10-Year T-Yield Hits Brick Wall At 1.75% – Breakout Retest At 1.63%

The 10-year T-yield is itching to move lower – at least near term – if nothing else just to unwind its overbought condition. This could have implications for tech shares and gold, among others.

The 10-year Treasury yield is beginning to give out signs of fatigue. These rates have had a massive rally, having bottomed at 0.4 percent in March last year. Momentum shifted into a higher gear after resistance at one percent fell early this year, followed by 1.2 percent mid-February, 1.4 percent toward the end of that month, and then 1.63 percent mid-March (Chart 1).

Shortly after that breakout, the 10-year tagged 1.75 percent a couple of times, before printing 1.77 percent on March 30, followed by a brush against 1.75 percent a couple more times. In essence, resistance at 1.75 percent has proven tough the past three weeks.
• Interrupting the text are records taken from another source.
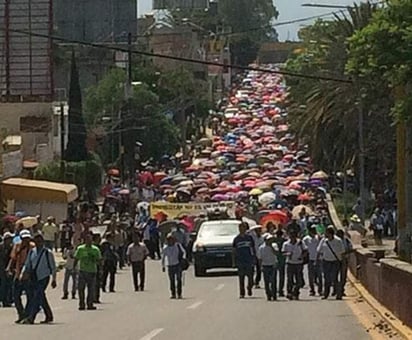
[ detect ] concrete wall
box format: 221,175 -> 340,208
0,103 -> 53,159
350,248 -> 412,327
328,197 -> 412,327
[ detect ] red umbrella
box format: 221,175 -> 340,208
260,210 -> 289,226
298,194 -> 312,201
107,168 -> 120,176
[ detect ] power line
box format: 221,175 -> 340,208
218,11 -> 338,36
0,28 -> 352,83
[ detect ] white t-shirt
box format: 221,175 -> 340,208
302,235 -> 320,261
318,236 -> 345,261
282,240 -> 308,264
257,243 -> 279,266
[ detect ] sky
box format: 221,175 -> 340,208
137,0 -> 360,41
Bond bears (on price) hope rates are just resting here. If so, a breakout at 1.75 percent would just about ensure a march toward two percent.

From this standpoint, the 10-year is essentially in no-man’s land currently. It closed Tuesday at 1.66 percent and a breakout retest at 1.63 percent probably lies ahead. A failed test opens the door to a test of 1.4 percent. The 50-day moving average, which is now sharply rising, lies around there at 1.42 percent.

This latest behavior on the long end of the treasury yield curve is taking place at a time when economic growth is picking up speed. At the March 16-17 FOMC meeting, the Fed raised its real GDP growth forecast to 6.5 percent this year, up from 4.2 percent last December; core PCE inflation forecast went from 1.8 percent to 2.2 percent.

In March, the economy added much better-than-expected 916,000 non-farm jobs, to 144.1 million. Since last April, 14 million new jobs have been created. Although, there are still 8.4 million fewer jobs from the pre-pandemic record high of 152.5 million reached in February last year.

Job openings, however, have exceeded that threshold, with February seeing 268,000 new openings, to 7.37 million, versus 7.15 million in January last year (Chart 2).